CHARLES. This accounts for a comparison which I have frequently heard, of virtue resisting temptation, as gold tried in the fire.

MR. HARCOURT. This power of resisting the action of fire, peculiar to these metals, has given them the denomination of perfect and noble; in opposition to the rest, which are called imperfect, because they are reduced by being kept long in a fierce fire, to a calx, which, you may recollect, is used by the enameller. The calx is heavier than the metal itself, and is composed of the metal and a portion of the air united to it.

SOPHIA. Are not metals said to be alloyed, when they are mixed with an inferior kind?

MR. HARCOURT. Yes: gold and silver coins are never struck without an alloy of copper. The softness of these metals is the principal reason of their being mixed or alloyed, with design to render them harder. Were not gold so rare, it would be admirable for many domestic utensils, as its most valuable quality is, that it never rusts or tarnishes.

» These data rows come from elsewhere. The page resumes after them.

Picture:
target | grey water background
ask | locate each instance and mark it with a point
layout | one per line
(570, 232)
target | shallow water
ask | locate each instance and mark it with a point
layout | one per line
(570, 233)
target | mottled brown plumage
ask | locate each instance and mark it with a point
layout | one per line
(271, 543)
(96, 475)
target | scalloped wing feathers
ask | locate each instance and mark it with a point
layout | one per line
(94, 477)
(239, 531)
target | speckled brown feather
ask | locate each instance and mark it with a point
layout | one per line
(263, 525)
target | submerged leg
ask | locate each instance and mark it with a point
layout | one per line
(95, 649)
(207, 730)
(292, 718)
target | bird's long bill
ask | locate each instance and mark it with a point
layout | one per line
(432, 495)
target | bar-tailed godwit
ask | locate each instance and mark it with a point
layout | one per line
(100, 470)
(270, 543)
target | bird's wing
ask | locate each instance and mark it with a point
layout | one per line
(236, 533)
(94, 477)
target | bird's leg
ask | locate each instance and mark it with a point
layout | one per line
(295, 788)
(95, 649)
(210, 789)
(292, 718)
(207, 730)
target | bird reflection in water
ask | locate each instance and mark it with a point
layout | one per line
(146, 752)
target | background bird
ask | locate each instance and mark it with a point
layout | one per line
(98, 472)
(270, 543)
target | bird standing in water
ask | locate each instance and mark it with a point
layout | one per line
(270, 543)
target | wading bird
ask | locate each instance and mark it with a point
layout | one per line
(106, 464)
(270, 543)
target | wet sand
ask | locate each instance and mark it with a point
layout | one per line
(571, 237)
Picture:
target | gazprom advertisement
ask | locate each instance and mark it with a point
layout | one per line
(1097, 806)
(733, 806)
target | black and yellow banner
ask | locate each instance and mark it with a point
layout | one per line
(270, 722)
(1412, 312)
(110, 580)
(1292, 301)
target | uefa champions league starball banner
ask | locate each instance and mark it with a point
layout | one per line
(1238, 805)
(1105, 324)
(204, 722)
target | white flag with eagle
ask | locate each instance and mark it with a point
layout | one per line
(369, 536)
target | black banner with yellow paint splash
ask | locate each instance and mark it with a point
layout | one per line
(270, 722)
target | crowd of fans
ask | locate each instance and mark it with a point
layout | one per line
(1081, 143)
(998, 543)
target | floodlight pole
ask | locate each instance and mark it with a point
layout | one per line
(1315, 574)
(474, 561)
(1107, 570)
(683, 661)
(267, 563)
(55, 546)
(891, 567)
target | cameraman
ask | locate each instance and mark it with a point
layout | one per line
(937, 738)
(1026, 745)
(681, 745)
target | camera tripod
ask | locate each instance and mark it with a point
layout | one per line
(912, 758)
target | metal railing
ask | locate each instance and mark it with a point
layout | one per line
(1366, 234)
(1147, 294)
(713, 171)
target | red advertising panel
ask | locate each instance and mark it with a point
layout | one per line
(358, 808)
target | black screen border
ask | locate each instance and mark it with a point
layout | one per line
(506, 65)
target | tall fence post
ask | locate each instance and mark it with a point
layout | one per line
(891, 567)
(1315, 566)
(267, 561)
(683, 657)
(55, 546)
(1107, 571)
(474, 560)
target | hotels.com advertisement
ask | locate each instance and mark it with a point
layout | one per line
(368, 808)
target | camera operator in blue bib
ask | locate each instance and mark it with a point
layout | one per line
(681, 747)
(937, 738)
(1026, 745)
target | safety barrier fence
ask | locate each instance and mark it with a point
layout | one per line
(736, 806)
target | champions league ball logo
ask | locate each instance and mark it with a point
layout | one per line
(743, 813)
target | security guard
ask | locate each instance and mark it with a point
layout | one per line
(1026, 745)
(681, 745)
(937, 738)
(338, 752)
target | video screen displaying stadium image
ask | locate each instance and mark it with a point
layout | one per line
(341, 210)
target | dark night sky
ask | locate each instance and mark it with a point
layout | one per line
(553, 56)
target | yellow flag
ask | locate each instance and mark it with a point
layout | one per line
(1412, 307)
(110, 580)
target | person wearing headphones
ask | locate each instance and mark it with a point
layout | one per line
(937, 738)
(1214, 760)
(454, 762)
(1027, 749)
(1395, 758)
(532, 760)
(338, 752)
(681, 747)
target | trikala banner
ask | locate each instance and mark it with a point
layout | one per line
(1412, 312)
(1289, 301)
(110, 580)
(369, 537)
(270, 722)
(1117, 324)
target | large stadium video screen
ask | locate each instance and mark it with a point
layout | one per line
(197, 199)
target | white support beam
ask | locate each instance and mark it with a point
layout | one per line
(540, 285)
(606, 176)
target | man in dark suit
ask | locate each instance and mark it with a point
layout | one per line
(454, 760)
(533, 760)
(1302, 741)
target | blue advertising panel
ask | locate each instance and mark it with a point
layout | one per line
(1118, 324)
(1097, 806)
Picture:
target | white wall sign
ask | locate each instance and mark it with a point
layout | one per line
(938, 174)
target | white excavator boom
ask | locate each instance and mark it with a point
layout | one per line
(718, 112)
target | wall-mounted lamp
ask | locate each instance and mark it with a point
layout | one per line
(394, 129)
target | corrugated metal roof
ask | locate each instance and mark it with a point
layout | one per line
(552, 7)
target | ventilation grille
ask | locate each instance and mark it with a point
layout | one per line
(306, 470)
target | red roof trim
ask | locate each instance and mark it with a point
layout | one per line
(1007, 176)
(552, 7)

CECILIA. Nothing could be so beautiful as gold for such purposes. Its brightness, its colour, and cleanliness, to say nothing of its magnificence, would give it a superiority to every other metal. Is this precious substance peculiar to any part of the globe?

MRS. HARCOURT. The knowledge that Charles has acquired, of the productions of different countries, will enable him to reply to this question.

CHARLES. It is found in all the known parts of the earth, though very unequally with respect to purity and abundance. The most considerable mines in Europe, are those of the Upper Hungary, and particularly that

of Chremnitz. America yields the greatest profusion of gold, of any of the four quarters of the world. Peru, Mexico, Chili, and other provinces of the Spanish West Indies, to which I may add the Brazils, abound with it. When the Spaniards first visited these countries, they found a temple, the walls of which were covered with gold.

HENRY. I wish it were so plentiful in England, we might then use it as commonly as the ordinary metals.

SOPHIA. Let us be contented with the use of iron, and the other inferior metals, which are well adapted to most of our domestic wants, without coveting the, riches of the Peruvians to these harmless people they were a source of the greatest misfortunes.

AUGUSTA. How so? I thought wealth had always been a sign of national prosperity.

SOPHIA. You have already forgotten what papa remarked upon that subject last night, or you would have been of a different opinion. The richness of the Peruvian mines attracted the covetousness of the Spaniards, by whose rapacity their government was subverted, and the whole nation finally destroyed.